Feature engineering consists of the selection, manipulation, and transformation of raw data into features used in supervised learning. The purpose and power of feature engineering and selection is to improve the performance of machine-learning algorithms. In return, model accuracy on unseen data is improved.

It also leverages the information in the training set to create new variables. Simplification and speeding up data transformations, feature engineering can enhance model accuracy by producing new features for supervised and unsupervised learning.

Illustrations of feature engineering:

1. Continuous data

This type of data can take any value from a given range. For example, the price of a product or the coordinates of some geographical feature.

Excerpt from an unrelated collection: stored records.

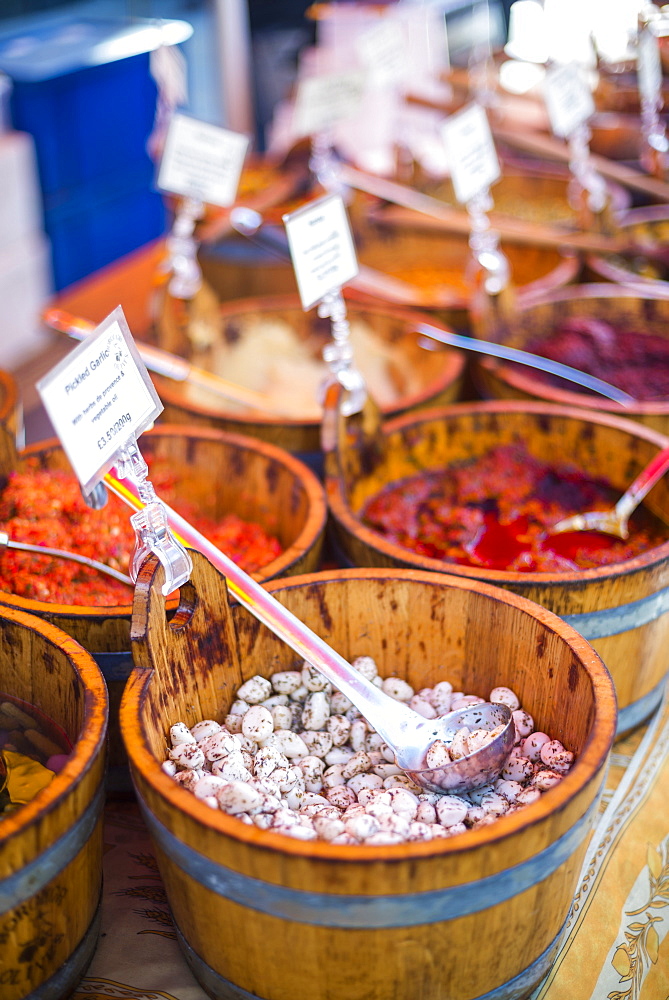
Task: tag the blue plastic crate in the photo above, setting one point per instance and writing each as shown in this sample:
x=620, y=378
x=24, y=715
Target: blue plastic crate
x=102, y=223
x=83, y=89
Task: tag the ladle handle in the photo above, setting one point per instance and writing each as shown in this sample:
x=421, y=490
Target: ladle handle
x=643, y=483
x=525, y=358
x=375, y=705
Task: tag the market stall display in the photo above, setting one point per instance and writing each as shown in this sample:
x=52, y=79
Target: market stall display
x=288, y=883
x=619, y=607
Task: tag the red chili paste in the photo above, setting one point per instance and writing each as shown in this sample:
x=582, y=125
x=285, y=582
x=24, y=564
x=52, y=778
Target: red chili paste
x=494, y=511
x=633, y=361
x=47, y=508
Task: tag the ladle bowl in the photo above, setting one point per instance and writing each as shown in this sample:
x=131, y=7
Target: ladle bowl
x=615, y=521
x=407, y=733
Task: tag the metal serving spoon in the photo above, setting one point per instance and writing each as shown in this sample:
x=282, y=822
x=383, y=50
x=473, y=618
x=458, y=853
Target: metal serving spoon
x=406, y=732
x=41, y=550
x=524, y=358
x=615, y=520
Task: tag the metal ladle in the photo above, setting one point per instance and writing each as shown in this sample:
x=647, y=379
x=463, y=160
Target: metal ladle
x=615, y=520
x=406, y=732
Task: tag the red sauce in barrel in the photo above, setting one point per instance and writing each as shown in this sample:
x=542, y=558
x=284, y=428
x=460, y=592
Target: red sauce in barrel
x=45, y=507
x=631, y=360
x=494, y=512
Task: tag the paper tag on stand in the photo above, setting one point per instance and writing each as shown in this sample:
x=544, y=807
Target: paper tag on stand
x=98, y=398
x=568, y=98
x=471, y=151
x=322, y=101
x=321, y=248
x=202, y=161
x=382, y=50
x=649, y=67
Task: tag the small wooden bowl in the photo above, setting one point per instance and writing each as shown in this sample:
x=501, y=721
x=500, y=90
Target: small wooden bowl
x=420, y=380
x=482, y=912
x=635, y=307
x=51, y=848
x=619, y=608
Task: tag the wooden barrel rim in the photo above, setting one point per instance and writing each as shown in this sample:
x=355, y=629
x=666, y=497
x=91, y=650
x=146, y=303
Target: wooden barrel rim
x=616, y=272
x=93, y=731
x=339, y=504
x=590, y=760
x=526, y=383
x=402, y=218
x=314, y=526
x=454, y=367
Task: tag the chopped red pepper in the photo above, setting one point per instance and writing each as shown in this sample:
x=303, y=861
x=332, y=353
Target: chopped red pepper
x=45, y=507
x=494, y=511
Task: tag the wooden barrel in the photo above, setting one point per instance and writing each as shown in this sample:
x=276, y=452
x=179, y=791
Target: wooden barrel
x=51, y=848
x=478, y=915
x=628, y=307
x=622, y=609
x=643, y=228
x=536, y=192
x=223, y=473
x=415, y=377
x=416, y=248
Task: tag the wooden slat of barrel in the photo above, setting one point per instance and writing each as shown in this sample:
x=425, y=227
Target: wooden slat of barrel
x=622, y=609
x=461, y=918
x=51, y=848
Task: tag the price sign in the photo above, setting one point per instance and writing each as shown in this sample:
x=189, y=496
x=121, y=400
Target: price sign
x=471, y=150
x=382, y=50
x=322, y=101
x=649, y=67
x=321, y=248
x=568, y=98
x=202, y=161
x=100, y=397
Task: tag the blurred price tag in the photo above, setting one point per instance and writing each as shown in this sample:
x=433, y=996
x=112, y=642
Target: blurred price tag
x=569, y=100
x=649, y=67
x=321, y=248
x=202, y=161
x=99, y=397
x=322, y=101
x=471, y=150
x=382, y=50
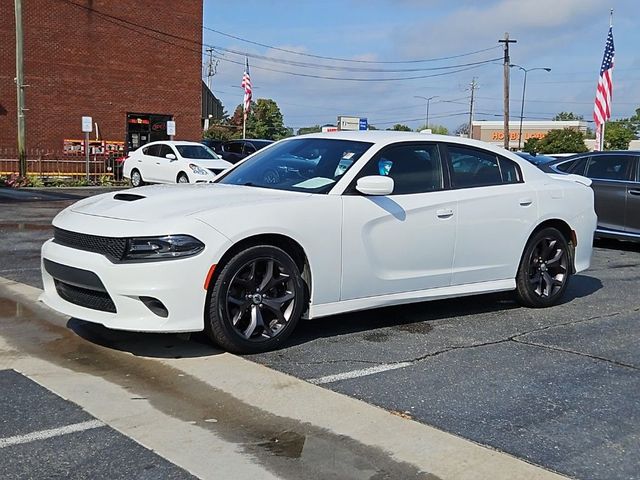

The feature generation solely depends on the domain data. If we diminish the warehouse price from the shelf price, the profit can be calculated. Similarly, if the distance between two locations on a map is calculated, then the distance can be determined.

The possibilities for new features are limited only by the available features and known mathematical operations.

2. Categorical features

The second most popular type is categorical data, which refers to features that can take on values from a limited set. In most scenarios, the feature can only take a single value.

It can also happen otherwise, but in that case, the feature is usually separated into a set of features. E.g., Defining four genders: not known, male, female, and not applicable.

3. Text features

Feature engineering also involves converting text into a set of representative numerical values. All automatic mining of social media data encodes the text as numbers. It is easiest to encode data by word count.

4. Image features

Another common need for machine learning analysis is to encode images appropriately.

Importance of FE

Features engineering comprises several key components viz., such as the selection of relevant features, dealing with missing data, data encoding, and normalization. Determining a model's output is one of the most vital tasks. If the wrong hypotheses are provided, then the accuracy of the Machine Learning model will not be obtained as expected. The quality of the view will determine the success of the machine learning model.

A good feature is critical for accuracy and interoperability. By examining the essential variables and removing irrelevant variables, feature selection improves the machine learning process and increases the predictive power of the same.

Like that of the correlation matrix, feature importance allows you to comprehend the relationship between the features and the target variable. In addition, it indicates which features are redundant to the model.

Feature engineering vs. feature selection

With feature engineering, more complex models can be created than when working with raw data. It also allows for the development and interpretation of interpretable models from any amount of data. The feature selection process will help decrease the number of features to a reasonable number.

Feature engineering vs. feature extraction

Feature engineering is the conversion of raw data into features/attributes that reflect the underlying structure of the data. Feature extraction is the procedure of transformation of raw data into its desired form.

Feature engineering vs. hyperparameter tuning

Feature engineering uses data to create features that make machine learning algorithms perform based on the right set of Hypotheses. Hyperparameter tuning or optimization refers to selecting a specific set of optimal hyperparameters for a learning algorithm.

Hyperparameter optimization strives to improve model performance by altering model parameters. A feature reduction would be an illustration of feature engineering related to data.